Peindre, c'est ma passion, et je peins toute sorte de choses, surtout la nature. Quelques fois, je me pose sur un tronc d'arbre, et je peins le paysage qui s'offre à moi. Je pense avoir un réel talent pour cette activité, mais je n'y fais rien. Je garde ce petit secret pour moi, et c'est très bien comme ça.

—Jeanne ! Où es-tu ?

C'est ma mère. C'est l'heure d'y aller, je pense. À toute vitesse, je range mes pinceaux, je cache ma toile que je viens à peine de commencer, puis je sors de la cabane à toute vitesse, profitant que ma mère ait le dos tourné.

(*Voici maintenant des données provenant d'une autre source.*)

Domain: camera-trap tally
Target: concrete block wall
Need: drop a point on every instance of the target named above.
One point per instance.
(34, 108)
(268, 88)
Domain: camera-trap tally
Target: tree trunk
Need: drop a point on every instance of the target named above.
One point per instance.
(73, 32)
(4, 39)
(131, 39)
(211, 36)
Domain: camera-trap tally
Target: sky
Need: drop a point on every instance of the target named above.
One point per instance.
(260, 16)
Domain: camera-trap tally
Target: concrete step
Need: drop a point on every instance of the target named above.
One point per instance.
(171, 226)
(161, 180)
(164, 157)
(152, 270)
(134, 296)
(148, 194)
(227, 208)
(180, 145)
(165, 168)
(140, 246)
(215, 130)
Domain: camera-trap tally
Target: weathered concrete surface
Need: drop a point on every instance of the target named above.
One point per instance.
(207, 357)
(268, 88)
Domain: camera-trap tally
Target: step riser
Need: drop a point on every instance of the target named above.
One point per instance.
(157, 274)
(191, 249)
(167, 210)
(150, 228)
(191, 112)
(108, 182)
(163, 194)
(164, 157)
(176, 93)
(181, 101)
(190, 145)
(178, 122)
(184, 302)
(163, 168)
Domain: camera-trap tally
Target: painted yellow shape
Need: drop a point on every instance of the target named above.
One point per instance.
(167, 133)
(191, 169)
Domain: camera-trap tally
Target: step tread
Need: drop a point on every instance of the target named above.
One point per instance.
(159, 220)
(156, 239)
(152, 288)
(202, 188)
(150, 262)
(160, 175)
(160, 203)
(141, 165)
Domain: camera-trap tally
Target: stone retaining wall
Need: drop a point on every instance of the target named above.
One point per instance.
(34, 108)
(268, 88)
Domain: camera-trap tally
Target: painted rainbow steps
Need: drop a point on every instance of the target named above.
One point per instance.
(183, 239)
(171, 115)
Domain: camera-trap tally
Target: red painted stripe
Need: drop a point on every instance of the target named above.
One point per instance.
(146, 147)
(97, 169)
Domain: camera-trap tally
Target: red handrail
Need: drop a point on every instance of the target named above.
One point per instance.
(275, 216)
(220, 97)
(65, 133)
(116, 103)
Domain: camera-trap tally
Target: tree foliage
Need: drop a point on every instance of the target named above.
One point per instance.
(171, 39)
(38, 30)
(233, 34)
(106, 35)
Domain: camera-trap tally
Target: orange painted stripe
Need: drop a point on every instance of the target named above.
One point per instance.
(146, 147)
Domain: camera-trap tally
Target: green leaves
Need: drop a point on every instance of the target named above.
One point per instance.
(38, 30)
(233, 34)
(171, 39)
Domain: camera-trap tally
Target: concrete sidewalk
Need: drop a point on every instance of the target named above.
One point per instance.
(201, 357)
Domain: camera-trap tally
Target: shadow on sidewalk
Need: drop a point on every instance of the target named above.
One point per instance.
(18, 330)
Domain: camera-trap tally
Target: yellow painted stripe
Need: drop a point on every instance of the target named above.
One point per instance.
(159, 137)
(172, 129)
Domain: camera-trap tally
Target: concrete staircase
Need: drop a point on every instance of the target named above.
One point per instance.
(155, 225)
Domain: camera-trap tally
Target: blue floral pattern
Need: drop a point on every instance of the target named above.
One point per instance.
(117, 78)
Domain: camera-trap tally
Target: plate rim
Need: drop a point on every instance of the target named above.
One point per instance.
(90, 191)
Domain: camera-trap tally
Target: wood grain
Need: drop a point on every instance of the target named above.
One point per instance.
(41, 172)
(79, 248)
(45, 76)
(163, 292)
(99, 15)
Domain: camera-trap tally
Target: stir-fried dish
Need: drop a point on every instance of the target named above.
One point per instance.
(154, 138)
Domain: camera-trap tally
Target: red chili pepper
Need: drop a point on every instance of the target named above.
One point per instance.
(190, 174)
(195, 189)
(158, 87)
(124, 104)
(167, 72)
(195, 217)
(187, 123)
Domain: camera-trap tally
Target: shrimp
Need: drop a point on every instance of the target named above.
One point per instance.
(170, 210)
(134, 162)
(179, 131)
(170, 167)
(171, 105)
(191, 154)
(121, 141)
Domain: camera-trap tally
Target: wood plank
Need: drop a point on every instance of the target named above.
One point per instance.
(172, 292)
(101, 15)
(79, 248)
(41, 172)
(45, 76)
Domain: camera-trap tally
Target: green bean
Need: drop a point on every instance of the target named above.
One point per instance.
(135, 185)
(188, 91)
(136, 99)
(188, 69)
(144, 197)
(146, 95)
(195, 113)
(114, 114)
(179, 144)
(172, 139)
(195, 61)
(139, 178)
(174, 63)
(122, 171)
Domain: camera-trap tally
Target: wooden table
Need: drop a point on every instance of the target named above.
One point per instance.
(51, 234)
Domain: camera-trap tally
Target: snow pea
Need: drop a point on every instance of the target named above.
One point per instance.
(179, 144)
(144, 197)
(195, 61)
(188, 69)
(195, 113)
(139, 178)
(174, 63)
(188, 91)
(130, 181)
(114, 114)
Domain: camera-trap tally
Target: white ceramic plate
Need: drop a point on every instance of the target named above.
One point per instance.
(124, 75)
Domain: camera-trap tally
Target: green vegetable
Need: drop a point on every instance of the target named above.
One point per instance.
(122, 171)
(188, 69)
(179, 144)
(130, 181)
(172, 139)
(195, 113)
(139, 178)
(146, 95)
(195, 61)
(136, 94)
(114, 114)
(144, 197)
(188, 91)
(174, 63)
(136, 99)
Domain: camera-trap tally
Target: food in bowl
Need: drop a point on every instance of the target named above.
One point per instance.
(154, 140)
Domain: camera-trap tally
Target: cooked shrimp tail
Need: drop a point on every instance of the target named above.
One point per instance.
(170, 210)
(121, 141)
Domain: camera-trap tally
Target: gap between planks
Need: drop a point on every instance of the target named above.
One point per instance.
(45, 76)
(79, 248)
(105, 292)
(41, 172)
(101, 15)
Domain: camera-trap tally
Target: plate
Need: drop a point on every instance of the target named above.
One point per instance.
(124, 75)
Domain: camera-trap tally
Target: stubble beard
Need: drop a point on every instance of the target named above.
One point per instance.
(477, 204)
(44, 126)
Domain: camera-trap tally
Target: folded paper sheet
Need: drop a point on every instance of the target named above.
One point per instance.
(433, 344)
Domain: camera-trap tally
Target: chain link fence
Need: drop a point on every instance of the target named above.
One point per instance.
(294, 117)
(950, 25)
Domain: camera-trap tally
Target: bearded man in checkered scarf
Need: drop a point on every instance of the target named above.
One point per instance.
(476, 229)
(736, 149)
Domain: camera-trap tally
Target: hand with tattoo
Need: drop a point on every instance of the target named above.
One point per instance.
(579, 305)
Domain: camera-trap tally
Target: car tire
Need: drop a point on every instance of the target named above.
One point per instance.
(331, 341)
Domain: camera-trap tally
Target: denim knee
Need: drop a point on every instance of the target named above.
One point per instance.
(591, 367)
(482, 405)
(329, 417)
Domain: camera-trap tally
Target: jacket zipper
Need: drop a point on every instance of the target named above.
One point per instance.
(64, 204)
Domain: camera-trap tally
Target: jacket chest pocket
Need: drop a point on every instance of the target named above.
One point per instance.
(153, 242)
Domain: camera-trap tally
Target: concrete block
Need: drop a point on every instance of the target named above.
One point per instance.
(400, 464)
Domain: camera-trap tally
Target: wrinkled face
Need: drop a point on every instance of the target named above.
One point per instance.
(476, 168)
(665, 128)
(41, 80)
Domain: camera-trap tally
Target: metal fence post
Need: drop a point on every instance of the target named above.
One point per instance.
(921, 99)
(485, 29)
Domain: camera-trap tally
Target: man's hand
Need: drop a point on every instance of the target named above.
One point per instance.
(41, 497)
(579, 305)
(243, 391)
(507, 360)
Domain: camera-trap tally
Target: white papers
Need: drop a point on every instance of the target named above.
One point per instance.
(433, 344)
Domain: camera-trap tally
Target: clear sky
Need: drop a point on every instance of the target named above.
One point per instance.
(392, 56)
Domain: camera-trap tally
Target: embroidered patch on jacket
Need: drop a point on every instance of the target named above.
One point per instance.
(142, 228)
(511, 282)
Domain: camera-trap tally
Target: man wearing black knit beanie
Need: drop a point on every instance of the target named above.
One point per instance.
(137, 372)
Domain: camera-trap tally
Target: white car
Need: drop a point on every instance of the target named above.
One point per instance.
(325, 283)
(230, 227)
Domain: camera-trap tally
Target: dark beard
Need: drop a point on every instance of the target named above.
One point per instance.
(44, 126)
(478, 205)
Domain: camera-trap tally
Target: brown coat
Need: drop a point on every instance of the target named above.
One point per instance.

—Je suis là ! Je répondis, en me baissant pour éviter les branches pendantes des arbres.

—Où étais-tu passé ?

—Je me promenais simplement.

Ma mère m'accompagne donc chez les Besson avant d'aller à son rendez-vous. À nouveau, je suis silencieuse dans la voiture, j'appréhende cette séance photo. Je vais devoir faire un sourire hypocrite aux côtés de ce gros lourd, juste pour faire plaisir à mes parents.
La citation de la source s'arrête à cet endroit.